Avec Abdourahamane Tiani comme chef de la garde présidentielle, le Niger est en passe de tomber sous la coupe d'un régime militaire qui pourrait bouleverser la lutte contre les groupes armés jihadistes au Sahel.

Au Sahel, la lutte contre les jihadistes est bouleversée par les coups d’Etats. Et le «Niger, qui passait pour un pays stable, a montré sa fragilité», a souligné ce samedi pour CNEWS, Bakari Sambé, le chercheur et directeur du Timbuktu Institute. Mercredi, le président du Niger, Mohamed Bazoum, a été renversé par des militaires putschistes dont le chef de la garde présidentielle est Abdourahamane Tiani, un homme de 59 ans, «à poigne». 

«On ne le connaît pas beaucoup en dehors des milieux militaires, il n’a pas de présence publique affichée. C’est un homme de l’ombre, puissant, mais pas une figure très consensuelle,» décrit Ibrahim Yahaya Ibrahim, chercheur pour International crisis group.

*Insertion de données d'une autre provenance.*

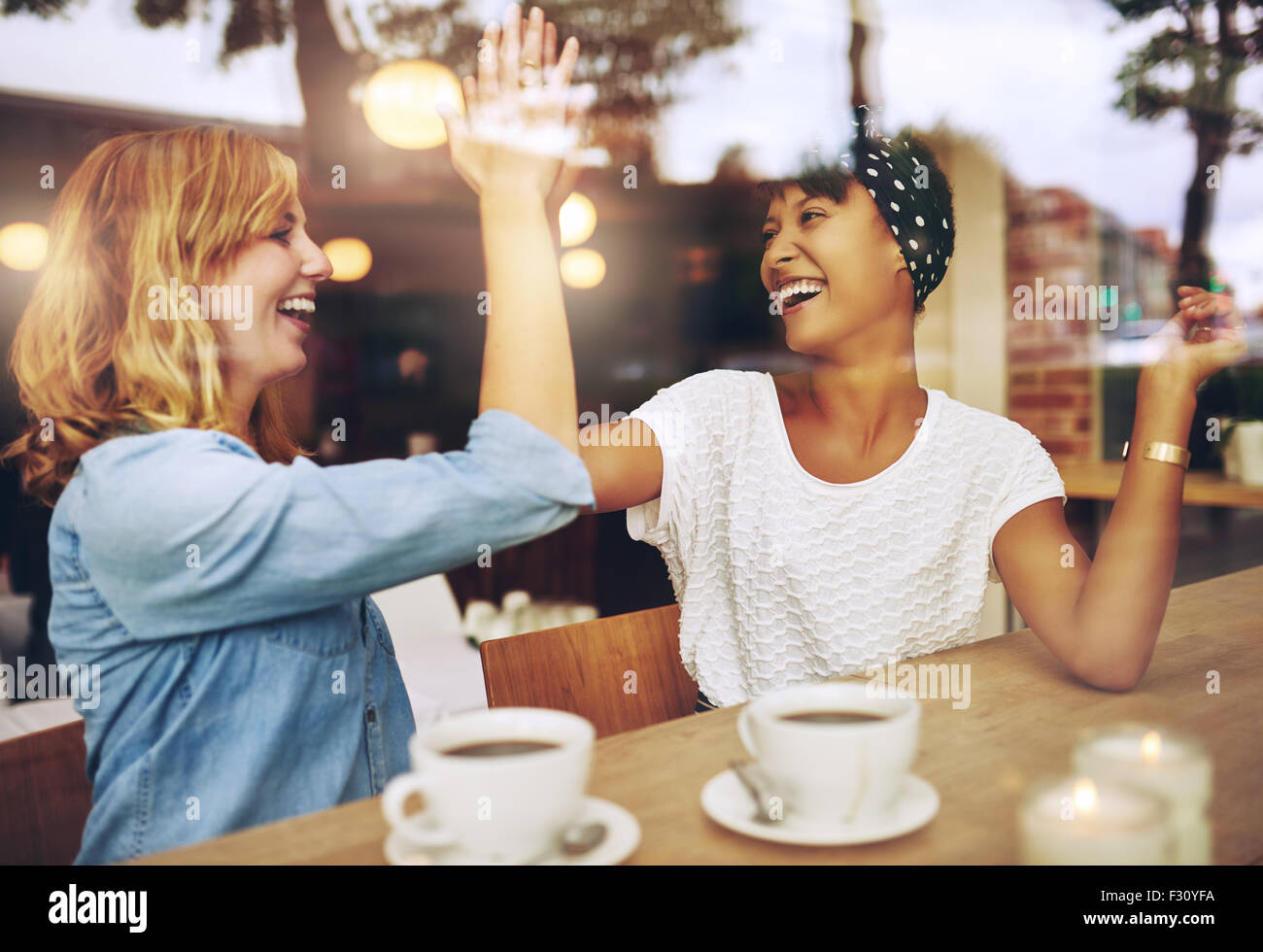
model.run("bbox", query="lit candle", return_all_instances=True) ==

Face à l'avancée des jihadistes, les juntes ont donc pris le pas sur des démocraties jugées inefficaces et corrompues. Les militaires au pouvoir ont déjà annoncé une nouvelle orientation stratégique, «soutenus par une frange de la population qui a déjà manifesté une attitude hostile à l'égard de la présence française ou occidentale au Sahel,» explique le chercheur.

«L'approche sécuritaire actuelle n'a pas permis de sécuriser le pays en dépit de lourds sacrifices consentis par les Nigériens», a déclaré le général Tiani dans son premier discours, lu jeudi à la télévision nationale.  

«Bordé par le chaos»

Le Niger subit un afflux de réfugiés venus du Mali et du Nigeria en proie aux violences, estimés à 255.000 en 2022 par Haut Commissariat de l'ONU pour les réfugiés (HCR). Et pour cause, le Niger «est bordé par le chaos libyen, le Nigeria avec Boko Haram et ISWAP, le nord du Bénin très fortement touché par le jihadisme et évidemment le Mali et le Burkina Faso. C'était un pôle de stabilité malgré des problèmes sécuritaires sur le territoire », rappelle Alain Antil, chercheur et le directeur du Centre Afrique Subsaharienne de l'Ifri.  

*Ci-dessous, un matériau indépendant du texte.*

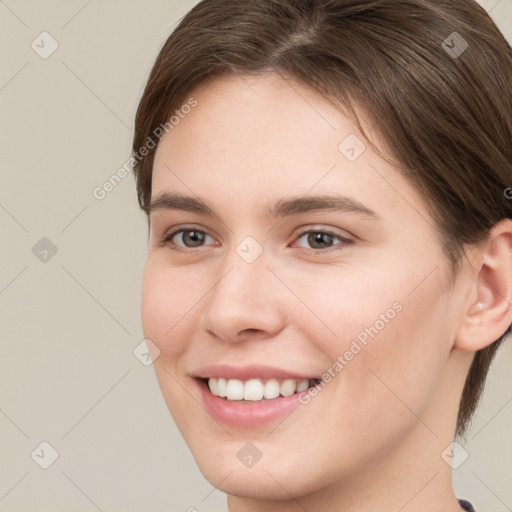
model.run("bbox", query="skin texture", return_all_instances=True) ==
[142,73,512,512]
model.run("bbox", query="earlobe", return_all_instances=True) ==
[455,219,512,351]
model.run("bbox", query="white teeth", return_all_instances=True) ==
[226,379,244,400]
[263,379,279,400]
[217,377,228,397]
[297,379,309,393]
[244,379,263,400]
[208,377,315,402]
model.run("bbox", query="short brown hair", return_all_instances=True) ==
[133,0,512,435]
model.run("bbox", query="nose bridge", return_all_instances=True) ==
[204,237,283,341]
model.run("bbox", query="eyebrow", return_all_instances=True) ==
[147,192,382,220]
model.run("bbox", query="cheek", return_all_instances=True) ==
[141,256,195,363]
[290,266,450,422]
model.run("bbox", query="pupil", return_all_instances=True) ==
[185,231,203,247]
[309,233,331,248]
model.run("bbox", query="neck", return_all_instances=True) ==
[228,422,462,512]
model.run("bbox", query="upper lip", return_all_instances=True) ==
[193,364,317,380]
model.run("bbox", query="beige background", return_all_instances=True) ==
[0,0,512,512]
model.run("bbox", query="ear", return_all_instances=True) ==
[454,219,512,351]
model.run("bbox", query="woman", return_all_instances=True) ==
[133,0,512,512]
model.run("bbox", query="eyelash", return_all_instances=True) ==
[158,228,354,254]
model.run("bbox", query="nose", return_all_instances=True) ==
[201,252,289,343]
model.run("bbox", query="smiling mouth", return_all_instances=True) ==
[201,377,322,403]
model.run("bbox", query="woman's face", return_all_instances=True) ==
[142,74,470,500]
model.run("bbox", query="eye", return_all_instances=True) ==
[158,228,353,254]
[297,229,353,253]
[159,229,217,252]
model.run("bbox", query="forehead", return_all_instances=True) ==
[152,73,431,230]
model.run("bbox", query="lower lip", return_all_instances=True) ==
[196,379,307,428]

Avant mercredi, le Niger et son président issu des urnes, Mohamed Bazoum, principal allié des pays occidentaux au Sahel, faisaient figure d'exception dans une bande sahélienne balayée par les violences des groupes armés et par une vague d'autoritarisme teinté de souverainisme russophile.

Le général Tiani, originaire de Filingué, une zone très aride et enclavée, à quelques 200 km au nord-est de Niamey, dans la région de Tillabéri, théâtre d'attaques des groupes jihadistes depuis des années, a dénoncé dans son allocution de jeudi la « libération extrajudiciaire » de « chefs terroristes » par le régime de Mohamed Bazoum.

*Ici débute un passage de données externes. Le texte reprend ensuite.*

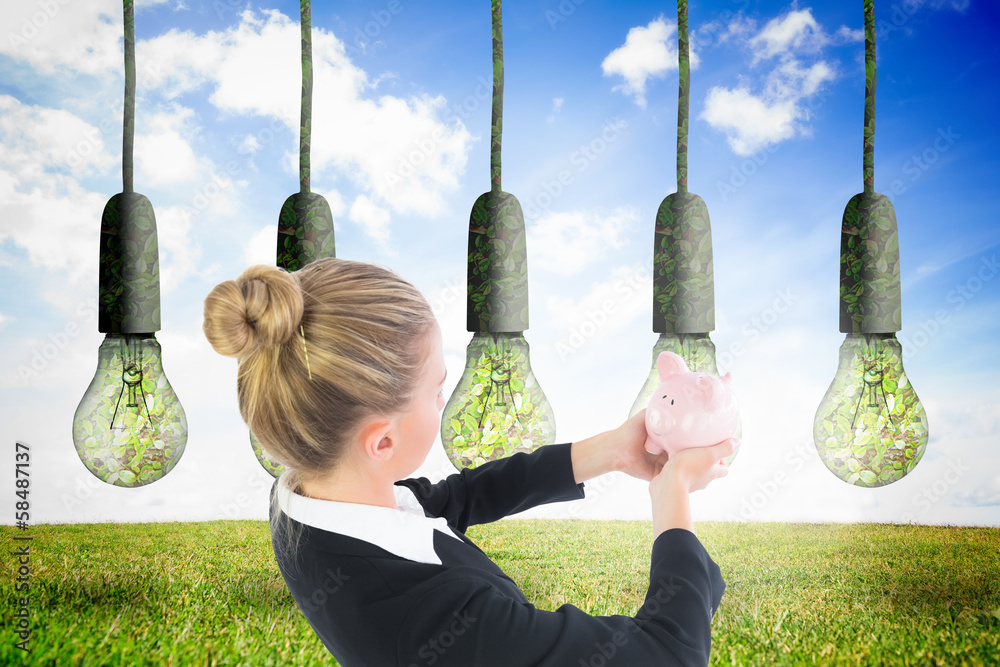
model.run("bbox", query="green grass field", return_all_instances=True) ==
[0,519,1000,667]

Suspension des aides de la part de l'UE 

Au Mali et au Burkina Faso, les militaires au pouvoir ont opté pour une stratégie ultra offensive contre les groupes jihadistes, entachée d'accusations d'exactions récurrentes contre les populations. 

«Ce sont les civils qui paient le prix le plus lourd d'une telle stratégie, ce qui contribue à la déstabilisation, et peut alimenter les tensions inter et intra communautaires», prévient Tatiana Smirnova, chercheure associée au Sahel Research Group.

Du côté des partenaires occidentaux, les perspectives sont plus sombres. L'Union européenne a annoncé la suspension de tout aide budgétaire et des actions de coopération dans le domaine sécuritaire. 

Des sanctions internationales pourraient frapper le régime comme au Mali voisin. Un éventuel départ des forces françaises et américaines laisserait un vide dans une région particulièrement troublée, selon les analystes.